Re: -mm merge plans -- anti-fragmentation
From: Mel Gorman
Date: Tue Jul 10 2007 - 06:20:55 EST
apw@xxxxxxxxxxxx, kamezawa.hiroyu@xxxxxxxxxxxxxx, a.p.zijlstra@xxxxxxxxx,
y-goto@xxxxxxxxxxxxxx, linux-mm@xxxxxxxxx, linux-kernel@xxxxxxxxxxxxxxx
Bcc:
Subject: Re: -mm merge plans for 2.6.23
Reply-To:
In-Reply-To: <20070710013152.ef2cd200.akpm@xxxxxxxxxxxxxxxxxxxx>
Hi
On (10/07/07 01:31), Andrew Morton didst pronounce:
> <SNIP>
>
> add-a-bitmap-that-is-used-to-track-flags-affecting-a-block-of-pages.patch
> add-__gfp_movable-for-callers-to-flag-allocations-from-high-memory-that-may-be-migrated.patch
The add-__grp_movable patch here is also needed for zone movable patches
below. I'm pointing it out because it's possible grouping pages by
mobility and the zone movable stuff are effectively
independent and could be merged separately.
> split-the-free-lists-for-movable-and-unmovable-allocations.patch
> choose-pages-from-the-per-cpu-list-based-on-migration-type.patch
> add-a-configure-option-to-group-pages-by-mobility.patch
> drain-per-cpu-lists-when-high-order-allocations-fail.patch
> move-free-pages-between-lists-on-steal.patch
> group-short-lived-and-reclaimable-kernel-allocations.patch
> group-high-order-atomic-allocations.patch
> do-not-group-pages-by-mobility-type-on-low-memory-systems.patch
> bias-the-placement-of-kernel-pages-at-lower-pfns.patch
> be-more-agressive-about-stealing-when-migrate_reclaimable-allocations-fallback.patch
> fix-corruption-of-memmap-on-ia64-sparsemem-when-mem_section-is-not-a-power-of-2.patch
> bias-the-location-of-pages-freed-for-min_free_kbytes-in-the-same-max_order_nr_pages-blocks.patch
> remove-page_group_by_mobility.patch
> dont-group-high-order-atomic-allocations.patch
> fix-calculation-in-move_freepages_block-for-counting-pages.patch
> breakout-page_order-to-internalh-to-avoid-special-knowledge-of-the-buddy-allocator.patch
> do-not-depend-on-max_order-when-grouping-pages-by-mobility.patch
> print-out-statistics-in-relation-to-fragmentation-avoidance-to-proc-pagetypeinfo.patch
>
> Mel's page allocator work. Might merge this, but I'm still not hearing
> sufficiently convincing noises from a sufficient number of people over this.
>
This is a long on-going story. It bounces between people who say it's not a
complete solution and everything should have the 100% ability to defragment
and the people on the other side that say it goes a long way to solving their
problem. I've cc'd some of the parties that have expressed any interest in
the last year.
I want this mainly for reducing restrictions on the sizing of the hugepage
pool. Outside of that in the short-term it has some application for using
higher-order pages with SLUB although the patches to do that probably need
more work. In the longer-term, Kamezawa's memory hot-remove patches are
simplier if these patches are in place. In the past, it was known that
these patches helped the unplugging of 16MB sections on PPC64 which has
an application with DLPARs on that platform. In the slightly longer-term,
there are the memory compaction patches which trigger when there is enough
free memory but it's not contiguous enough.

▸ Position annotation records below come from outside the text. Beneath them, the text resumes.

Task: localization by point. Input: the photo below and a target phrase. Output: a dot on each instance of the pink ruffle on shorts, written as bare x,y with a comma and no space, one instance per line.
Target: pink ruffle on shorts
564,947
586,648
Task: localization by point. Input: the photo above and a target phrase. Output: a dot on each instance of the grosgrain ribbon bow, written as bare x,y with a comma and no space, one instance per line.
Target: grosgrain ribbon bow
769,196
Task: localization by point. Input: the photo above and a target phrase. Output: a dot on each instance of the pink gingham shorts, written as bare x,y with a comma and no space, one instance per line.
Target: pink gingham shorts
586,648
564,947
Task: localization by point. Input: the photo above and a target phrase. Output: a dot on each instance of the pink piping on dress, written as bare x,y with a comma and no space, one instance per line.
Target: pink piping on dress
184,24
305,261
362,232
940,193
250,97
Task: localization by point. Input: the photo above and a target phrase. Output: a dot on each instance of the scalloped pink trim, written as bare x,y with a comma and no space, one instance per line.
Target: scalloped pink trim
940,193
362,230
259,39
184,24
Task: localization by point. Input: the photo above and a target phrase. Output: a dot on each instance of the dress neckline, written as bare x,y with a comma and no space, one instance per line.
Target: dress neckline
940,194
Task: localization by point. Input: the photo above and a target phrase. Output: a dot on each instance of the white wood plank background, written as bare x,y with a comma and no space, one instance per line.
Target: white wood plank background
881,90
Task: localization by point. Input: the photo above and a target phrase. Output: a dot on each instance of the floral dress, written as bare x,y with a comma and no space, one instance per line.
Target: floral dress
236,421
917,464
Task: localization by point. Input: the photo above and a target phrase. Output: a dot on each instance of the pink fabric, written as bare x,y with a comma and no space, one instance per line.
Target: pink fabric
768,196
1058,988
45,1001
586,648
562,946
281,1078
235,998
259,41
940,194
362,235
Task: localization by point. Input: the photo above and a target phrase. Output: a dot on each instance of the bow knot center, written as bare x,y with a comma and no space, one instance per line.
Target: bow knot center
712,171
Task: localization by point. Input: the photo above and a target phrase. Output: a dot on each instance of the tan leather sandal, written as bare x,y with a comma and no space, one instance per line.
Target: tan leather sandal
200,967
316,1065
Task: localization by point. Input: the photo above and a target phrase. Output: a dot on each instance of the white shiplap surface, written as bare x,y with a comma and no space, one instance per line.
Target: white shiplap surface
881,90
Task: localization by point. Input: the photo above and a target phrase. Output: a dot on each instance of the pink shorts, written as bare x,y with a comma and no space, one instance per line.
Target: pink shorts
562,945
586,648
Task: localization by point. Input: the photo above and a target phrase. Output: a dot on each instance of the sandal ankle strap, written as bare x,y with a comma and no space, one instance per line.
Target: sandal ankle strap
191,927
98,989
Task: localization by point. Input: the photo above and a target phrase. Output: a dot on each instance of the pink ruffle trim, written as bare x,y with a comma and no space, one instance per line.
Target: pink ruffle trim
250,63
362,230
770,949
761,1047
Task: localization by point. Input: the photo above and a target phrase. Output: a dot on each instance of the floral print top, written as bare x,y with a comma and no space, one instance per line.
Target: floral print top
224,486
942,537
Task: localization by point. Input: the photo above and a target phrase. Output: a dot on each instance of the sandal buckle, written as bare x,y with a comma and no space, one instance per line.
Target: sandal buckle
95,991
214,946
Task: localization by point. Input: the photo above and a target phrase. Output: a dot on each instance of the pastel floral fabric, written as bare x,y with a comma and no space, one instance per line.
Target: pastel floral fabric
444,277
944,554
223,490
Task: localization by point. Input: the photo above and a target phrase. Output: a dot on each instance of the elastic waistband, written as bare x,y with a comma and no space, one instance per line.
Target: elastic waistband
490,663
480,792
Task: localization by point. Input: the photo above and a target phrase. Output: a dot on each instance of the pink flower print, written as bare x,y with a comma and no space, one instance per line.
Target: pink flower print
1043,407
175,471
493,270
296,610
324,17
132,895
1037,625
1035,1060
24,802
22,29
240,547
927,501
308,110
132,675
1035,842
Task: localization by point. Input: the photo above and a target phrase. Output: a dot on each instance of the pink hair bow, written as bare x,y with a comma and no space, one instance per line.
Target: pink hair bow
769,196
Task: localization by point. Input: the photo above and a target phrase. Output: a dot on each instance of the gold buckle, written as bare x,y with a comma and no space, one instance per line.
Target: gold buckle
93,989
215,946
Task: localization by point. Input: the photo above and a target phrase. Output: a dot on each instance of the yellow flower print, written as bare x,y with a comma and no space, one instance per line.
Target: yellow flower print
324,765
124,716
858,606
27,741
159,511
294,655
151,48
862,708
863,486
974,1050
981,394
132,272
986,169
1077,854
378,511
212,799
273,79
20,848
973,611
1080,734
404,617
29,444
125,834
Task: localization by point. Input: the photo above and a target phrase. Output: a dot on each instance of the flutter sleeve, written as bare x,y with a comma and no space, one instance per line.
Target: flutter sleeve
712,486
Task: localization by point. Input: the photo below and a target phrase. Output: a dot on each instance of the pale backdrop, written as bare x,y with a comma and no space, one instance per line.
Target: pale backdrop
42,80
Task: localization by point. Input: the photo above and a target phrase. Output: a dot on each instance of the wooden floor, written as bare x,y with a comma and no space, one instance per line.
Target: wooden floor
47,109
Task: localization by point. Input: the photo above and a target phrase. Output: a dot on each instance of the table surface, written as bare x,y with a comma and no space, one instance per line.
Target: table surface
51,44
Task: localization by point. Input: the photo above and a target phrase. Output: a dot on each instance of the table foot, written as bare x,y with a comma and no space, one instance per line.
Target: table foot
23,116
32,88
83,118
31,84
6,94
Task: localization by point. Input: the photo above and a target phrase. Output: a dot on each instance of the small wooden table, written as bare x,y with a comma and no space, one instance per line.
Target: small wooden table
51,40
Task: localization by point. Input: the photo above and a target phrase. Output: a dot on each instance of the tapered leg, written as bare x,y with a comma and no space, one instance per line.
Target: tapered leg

On a slightly more left of centre tact, these patches *may* help fsblock with
large blocks although I would like to hear Nick's confirming/denying this.
Currently if fsblock wants to work with large blocks, it uses a vmap to map
discontiguous pages so they are virtually contiguous for the filesystem. The
use of VMAP is never cheap, though how much of an overhead in this case is
unknown. If these patches were in place, fsblock could optimisically allocate
the higher-order page and use it without vmap if it succeeded. If it fails,
it would use vmap as a lower-performance-but-still-works fallback. This
may tie in better with what Christoph is doing with large blocks as well
as it may be a compromise solution between their proposals - I'm not 100%
sure so he's cc'd as well for comment.
The patches have been reviewed heavily recently by Christoph and Andy has
looked through them as well. They've been tested for a long time in -mm so
I would expect they not regress functionality. I've maintained that having
the 100% ability to defragment will cost too much in terms of performance
and would be blocked by the fact that the device driver model would have to
be updated to never use physical addresses - a massive undertaking. I think
this approach is more pragmatic and working on making more types of memory
(like page tables) migratable is at least piecemeal as opposed to turning
everything on it's head.
As has happened in the past, I'm not sure what else I can say here to
convince you.
> create-the-zone_movable-zone.patch
> allow-huge-page-allocations-to-use-gfp_high_movable.patch
> handle-kernelcore=-generic.patch
>
> Mel's moveable-zone work. In a similar situation. We need to stop whatever
> we're doing and get down and work out what we're going to do with all this
> stuff.
>
Whatever about grouping pages by mobility, I would like to see these go
through. They have a real application for hugetlb pool resizing where the
administrator knows the range of hugepages that will be required but doesn't
want to waste memory when the required number of hugepages is small. I've
cc'd Kenneth Chen as I believe he has run into this problem recently where
I believe partitioning memory would have helped. He'll either confirm or deny.
> lumpy-reclaim-v4.patch
This patch is really what lumpy reclaim is. I believe Peter has looked
at this and was happy enough at the time although he is cc'd here again
in case this has changed. This is mainly useful with either grouping
pages by mobility or the ZONE_MOVABLE stuff. However, at the time the
patch was proposed, there was a feeling that it might help jumbo frame
allocation on e1000's and maybe if fsblock optimistically uses
contiguous pages it would have an application. I would like to see it go
through to see does it help e1000 at least.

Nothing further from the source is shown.